Something I am deep into yet am afraid to face is the idea that we follow our own paths. It’s a form of emptiness. This isn’t about taking the path less traveled. It’s about making choices for ourselves, from ourselves. We are our own guides. It’s Carl Jung’s idea of individuation, not to become an individual, but to become ourselves with community. When we make decisions for ourselves we create a more healthy environment for those around us, as well as ourselves.
Out of the emptiness emerges something soft, intuitive, when I recognize it as such. The forest always teaches me something. And as I look back at last year, the year 2024, seeking to integrate my experiences into my present, The Forest Maiden, a Finnish haltia or spirit, teaches me how what I have, what I am, and what I do, are enough (see Susanna Salo’s Mythologia Fennica Tarot deck https://www.simonandschuster.com/books/Mythologia-Fennica-Tarot/Susanna-Salo/Rockpool-Tarot/9781922786265 )
My past holds a community I’ve slowly stepped away from this year, yet still have a foot in.
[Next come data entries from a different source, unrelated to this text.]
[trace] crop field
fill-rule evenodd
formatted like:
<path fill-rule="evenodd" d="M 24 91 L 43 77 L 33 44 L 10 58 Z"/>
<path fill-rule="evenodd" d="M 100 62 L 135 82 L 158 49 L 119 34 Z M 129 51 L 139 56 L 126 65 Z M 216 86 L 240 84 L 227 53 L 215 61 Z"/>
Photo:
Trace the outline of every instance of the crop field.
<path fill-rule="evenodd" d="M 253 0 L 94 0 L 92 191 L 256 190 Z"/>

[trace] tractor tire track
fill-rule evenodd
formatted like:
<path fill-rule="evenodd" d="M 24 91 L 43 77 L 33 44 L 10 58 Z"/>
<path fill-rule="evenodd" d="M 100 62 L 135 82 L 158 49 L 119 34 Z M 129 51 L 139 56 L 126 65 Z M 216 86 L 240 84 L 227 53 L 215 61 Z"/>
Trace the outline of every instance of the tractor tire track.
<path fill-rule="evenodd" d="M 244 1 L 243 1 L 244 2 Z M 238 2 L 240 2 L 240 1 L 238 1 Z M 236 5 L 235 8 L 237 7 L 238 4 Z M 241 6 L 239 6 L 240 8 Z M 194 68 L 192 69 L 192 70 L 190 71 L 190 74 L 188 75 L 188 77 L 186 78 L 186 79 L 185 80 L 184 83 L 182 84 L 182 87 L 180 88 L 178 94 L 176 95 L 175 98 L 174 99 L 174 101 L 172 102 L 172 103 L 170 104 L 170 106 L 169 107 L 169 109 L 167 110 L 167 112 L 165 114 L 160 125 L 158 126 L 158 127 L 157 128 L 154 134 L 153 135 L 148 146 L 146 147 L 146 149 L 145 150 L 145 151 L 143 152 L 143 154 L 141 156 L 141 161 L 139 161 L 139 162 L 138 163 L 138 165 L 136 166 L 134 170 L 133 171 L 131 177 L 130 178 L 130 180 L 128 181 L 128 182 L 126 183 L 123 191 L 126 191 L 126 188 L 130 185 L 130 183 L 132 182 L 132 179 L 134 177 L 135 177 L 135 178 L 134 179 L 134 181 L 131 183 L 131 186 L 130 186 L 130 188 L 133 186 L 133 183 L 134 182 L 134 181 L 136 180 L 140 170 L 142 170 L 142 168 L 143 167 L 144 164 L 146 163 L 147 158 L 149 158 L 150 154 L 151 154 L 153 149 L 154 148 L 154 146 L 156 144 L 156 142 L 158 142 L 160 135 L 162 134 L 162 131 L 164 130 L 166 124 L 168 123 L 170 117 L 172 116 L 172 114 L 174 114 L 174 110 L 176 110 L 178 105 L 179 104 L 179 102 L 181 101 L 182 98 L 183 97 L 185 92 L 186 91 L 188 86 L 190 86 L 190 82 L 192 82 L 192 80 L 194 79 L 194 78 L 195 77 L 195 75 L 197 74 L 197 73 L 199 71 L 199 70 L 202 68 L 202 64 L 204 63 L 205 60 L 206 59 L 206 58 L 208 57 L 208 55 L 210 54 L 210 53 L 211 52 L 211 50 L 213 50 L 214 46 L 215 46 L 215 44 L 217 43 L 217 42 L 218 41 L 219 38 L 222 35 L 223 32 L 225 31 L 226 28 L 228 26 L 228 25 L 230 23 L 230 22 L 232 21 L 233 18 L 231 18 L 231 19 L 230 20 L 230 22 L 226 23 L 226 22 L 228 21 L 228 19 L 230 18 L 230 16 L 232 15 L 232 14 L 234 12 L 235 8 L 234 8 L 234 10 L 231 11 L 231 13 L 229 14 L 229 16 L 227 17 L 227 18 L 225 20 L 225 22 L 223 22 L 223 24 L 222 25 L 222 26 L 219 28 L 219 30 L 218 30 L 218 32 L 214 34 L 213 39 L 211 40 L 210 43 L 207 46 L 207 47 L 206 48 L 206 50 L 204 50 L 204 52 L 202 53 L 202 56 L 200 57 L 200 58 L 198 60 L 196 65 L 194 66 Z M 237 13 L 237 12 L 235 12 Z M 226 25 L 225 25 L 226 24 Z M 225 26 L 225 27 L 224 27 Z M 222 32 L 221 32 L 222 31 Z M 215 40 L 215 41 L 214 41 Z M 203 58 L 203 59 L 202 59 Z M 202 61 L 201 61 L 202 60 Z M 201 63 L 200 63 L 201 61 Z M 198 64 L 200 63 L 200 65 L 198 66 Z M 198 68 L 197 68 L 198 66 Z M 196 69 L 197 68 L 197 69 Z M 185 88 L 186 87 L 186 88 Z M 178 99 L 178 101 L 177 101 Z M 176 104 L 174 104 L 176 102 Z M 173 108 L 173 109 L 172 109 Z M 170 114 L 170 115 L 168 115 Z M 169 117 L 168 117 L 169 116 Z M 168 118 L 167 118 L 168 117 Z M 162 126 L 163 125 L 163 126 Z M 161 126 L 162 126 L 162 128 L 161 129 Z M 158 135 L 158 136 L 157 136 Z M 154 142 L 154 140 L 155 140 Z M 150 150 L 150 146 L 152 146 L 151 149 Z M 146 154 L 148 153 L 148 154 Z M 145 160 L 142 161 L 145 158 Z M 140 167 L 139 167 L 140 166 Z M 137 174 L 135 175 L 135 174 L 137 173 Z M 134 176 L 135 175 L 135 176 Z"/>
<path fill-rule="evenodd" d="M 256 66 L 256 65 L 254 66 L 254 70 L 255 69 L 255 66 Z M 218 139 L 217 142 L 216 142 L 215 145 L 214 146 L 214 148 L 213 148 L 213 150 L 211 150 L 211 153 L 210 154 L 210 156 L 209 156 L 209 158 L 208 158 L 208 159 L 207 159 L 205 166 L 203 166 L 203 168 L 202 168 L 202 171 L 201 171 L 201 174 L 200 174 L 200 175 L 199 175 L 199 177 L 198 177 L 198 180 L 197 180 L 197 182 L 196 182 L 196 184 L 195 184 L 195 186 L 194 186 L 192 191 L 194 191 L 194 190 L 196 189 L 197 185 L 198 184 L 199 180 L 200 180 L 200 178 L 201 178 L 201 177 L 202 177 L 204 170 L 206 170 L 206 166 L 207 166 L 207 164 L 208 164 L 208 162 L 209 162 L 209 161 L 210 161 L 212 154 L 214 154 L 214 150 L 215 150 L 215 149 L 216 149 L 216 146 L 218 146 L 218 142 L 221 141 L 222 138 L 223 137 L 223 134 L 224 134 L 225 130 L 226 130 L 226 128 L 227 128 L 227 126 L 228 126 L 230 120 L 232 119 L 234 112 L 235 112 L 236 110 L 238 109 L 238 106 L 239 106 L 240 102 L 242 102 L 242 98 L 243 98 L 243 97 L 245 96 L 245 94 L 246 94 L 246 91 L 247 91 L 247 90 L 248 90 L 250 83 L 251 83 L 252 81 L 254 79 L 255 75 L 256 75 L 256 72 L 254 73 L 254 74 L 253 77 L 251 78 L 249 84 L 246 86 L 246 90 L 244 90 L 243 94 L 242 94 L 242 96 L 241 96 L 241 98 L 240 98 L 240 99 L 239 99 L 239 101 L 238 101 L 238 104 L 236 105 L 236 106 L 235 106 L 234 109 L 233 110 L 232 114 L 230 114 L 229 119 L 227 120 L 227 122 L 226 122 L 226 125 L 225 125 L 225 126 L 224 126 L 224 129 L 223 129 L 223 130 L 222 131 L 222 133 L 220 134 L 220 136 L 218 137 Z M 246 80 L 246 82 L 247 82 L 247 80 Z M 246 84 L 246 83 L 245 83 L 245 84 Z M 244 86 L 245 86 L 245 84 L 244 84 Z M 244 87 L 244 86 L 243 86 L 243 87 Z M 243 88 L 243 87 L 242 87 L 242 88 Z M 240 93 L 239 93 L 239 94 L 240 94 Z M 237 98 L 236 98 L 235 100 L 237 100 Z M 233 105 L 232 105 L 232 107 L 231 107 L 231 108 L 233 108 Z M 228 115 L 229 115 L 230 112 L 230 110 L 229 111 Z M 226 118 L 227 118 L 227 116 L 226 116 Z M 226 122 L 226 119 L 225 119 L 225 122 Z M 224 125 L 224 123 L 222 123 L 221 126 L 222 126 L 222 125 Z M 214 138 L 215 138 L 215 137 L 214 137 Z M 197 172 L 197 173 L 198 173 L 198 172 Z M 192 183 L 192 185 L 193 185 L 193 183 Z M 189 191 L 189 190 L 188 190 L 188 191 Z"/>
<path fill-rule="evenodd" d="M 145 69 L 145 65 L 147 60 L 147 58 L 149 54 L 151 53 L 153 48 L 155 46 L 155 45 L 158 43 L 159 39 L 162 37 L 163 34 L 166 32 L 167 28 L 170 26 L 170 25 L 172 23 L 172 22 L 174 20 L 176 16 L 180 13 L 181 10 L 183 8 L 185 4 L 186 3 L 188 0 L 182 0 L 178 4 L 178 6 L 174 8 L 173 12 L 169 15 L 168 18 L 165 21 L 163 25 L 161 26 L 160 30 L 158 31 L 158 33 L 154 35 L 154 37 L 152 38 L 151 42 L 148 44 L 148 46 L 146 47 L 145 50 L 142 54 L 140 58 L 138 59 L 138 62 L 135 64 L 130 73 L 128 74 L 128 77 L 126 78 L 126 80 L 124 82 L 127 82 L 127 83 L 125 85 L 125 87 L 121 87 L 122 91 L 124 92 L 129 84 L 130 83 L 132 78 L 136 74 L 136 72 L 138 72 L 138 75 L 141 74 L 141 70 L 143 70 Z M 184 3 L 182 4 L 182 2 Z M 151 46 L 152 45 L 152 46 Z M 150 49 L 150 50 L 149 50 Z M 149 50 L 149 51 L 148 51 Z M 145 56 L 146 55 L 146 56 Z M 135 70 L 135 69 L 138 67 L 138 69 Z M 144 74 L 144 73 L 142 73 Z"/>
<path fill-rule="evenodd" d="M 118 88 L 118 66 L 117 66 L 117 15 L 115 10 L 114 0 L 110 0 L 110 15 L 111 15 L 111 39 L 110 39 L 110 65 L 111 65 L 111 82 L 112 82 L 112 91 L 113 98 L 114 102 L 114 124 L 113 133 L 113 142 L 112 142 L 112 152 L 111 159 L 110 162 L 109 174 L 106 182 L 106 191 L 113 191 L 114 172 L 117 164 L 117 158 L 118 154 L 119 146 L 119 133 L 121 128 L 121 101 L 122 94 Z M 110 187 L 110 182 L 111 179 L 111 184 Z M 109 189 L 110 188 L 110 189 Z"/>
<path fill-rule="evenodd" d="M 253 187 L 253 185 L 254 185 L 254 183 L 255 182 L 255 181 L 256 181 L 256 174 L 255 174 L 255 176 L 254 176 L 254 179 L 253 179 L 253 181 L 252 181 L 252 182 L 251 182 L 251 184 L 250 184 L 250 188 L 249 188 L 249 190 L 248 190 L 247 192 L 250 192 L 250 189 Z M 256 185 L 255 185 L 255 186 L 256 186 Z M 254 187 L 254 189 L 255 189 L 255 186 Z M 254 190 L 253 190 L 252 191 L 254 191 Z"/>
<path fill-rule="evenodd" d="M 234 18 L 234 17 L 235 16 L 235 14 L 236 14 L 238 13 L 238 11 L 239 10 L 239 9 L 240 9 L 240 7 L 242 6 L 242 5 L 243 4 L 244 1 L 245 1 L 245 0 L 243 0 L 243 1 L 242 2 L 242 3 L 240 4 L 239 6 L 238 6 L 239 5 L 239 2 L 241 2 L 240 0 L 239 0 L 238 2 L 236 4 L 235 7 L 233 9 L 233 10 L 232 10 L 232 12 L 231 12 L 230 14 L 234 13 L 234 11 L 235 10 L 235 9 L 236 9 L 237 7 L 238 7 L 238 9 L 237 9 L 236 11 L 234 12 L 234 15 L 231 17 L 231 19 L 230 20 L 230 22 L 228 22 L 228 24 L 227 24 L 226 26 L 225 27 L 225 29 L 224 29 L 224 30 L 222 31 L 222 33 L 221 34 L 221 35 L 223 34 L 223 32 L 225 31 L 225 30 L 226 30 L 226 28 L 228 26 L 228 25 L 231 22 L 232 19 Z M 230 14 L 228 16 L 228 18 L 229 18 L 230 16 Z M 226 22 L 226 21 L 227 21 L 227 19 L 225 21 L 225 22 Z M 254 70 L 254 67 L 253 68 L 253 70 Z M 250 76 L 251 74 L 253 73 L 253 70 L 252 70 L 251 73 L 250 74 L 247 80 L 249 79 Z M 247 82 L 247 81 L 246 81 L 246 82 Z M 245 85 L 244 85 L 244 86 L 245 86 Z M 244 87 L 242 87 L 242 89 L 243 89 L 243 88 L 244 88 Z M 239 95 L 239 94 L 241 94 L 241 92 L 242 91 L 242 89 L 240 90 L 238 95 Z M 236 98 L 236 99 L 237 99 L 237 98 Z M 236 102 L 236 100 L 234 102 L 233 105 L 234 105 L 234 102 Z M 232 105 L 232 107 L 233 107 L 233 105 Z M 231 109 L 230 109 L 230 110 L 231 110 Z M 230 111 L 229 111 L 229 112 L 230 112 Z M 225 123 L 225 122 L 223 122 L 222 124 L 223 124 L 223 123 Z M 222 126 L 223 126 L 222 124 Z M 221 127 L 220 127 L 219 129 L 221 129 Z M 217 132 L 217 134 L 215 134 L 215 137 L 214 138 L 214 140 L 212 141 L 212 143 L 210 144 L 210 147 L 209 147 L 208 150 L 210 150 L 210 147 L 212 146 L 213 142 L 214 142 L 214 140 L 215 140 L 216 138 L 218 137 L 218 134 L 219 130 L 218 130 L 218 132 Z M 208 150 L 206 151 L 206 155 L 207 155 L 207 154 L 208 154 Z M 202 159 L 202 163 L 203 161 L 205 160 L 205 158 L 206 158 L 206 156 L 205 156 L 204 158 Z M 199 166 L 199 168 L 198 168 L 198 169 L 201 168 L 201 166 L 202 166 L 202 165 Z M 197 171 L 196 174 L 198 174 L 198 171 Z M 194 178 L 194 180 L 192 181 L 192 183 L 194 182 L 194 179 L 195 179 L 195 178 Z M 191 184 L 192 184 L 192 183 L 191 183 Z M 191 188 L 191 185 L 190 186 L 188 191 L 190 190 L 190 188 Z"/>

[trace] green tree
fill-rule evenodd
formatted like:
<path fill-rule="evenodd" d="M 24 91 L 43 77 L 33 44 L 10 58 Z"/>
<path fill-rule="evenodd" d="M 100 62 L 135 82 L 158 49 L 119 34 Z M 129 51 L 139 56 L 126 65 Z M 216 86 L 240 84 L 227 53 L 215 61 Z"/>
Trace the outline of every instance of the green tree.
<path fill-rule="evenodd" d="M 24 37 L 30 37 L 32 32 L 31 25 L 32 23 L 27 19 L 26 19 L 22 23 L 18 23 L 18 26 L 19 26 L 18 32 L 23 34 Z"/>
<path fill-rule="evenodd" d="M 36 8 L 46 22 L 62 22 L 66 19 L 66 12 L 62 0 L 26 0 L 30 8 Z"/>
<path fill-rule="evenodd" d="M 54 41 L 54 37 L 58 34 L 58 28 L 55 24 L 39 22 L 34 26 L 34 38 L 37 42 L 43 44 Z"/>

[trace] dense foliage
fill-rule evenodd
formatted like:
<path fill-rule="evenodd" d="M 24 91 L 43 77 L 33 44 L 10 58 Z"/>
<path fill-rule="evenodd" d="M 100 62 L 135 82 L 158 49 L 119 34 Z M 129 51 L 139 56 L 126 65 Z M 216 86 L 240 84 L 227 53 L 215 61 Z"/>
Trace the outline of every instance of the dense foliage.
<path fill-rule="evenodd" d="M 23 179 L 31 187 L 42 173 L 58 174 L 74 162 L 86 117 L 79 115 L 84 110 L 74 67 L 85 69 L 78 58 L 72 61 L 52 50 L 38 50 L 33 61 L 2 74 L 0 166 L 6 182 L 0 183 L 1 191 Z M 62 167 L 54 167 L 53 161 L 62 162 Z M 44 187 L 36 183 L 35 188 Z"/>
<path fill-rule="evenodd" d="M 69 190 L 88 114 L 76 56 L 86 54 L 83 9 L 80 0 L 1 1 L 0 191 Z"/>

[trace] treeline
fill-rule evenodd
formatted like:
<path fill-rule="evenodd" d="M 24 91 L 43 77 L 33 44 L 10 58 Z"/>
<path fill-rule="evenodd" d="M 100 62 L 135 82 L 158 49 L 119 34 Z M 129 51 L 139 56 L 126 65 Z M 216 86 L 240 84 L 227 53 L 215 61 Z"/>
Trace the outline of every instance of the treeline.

A community that I love and that loves me, but love changes. Love can mean letting go. And when we let go, we create space for something new.
Here’s where I can pause though.
Usually after completing something I follow the frenetic ritual of accumulation: I start something new without integrating what I just completed. It’s so difficult to face the emptiness after letting go. And I think of how the earth fills in her empty spaces with something, grass, kudzu vines, saplings, flowers…whatever seeds are floating about and available. But in this pause, I want to make what I fill this new space with intentional. I don’t want to fill it with just anything, something that will dominate my garden, turn it into a monocultural desert; I don’t want to allow in a lukha, a “sort of curse” in Finnish myth (Susanna Salo 76). I want the seed of a native plant, something that integrates well with what I already have intentionally planted. A garden of plants that support each other and share nutrients. It can have unabashed love, like how a sunflower seeks the sun, it can be passionate and full of dreams. A garden that knows it enters into an emptiness and that, without the emptiness, it could not be, and so is integrated with that emptiness, is the emptiness.
For now, though, I am the winter-naked forest and seek to dwell in the empty space between.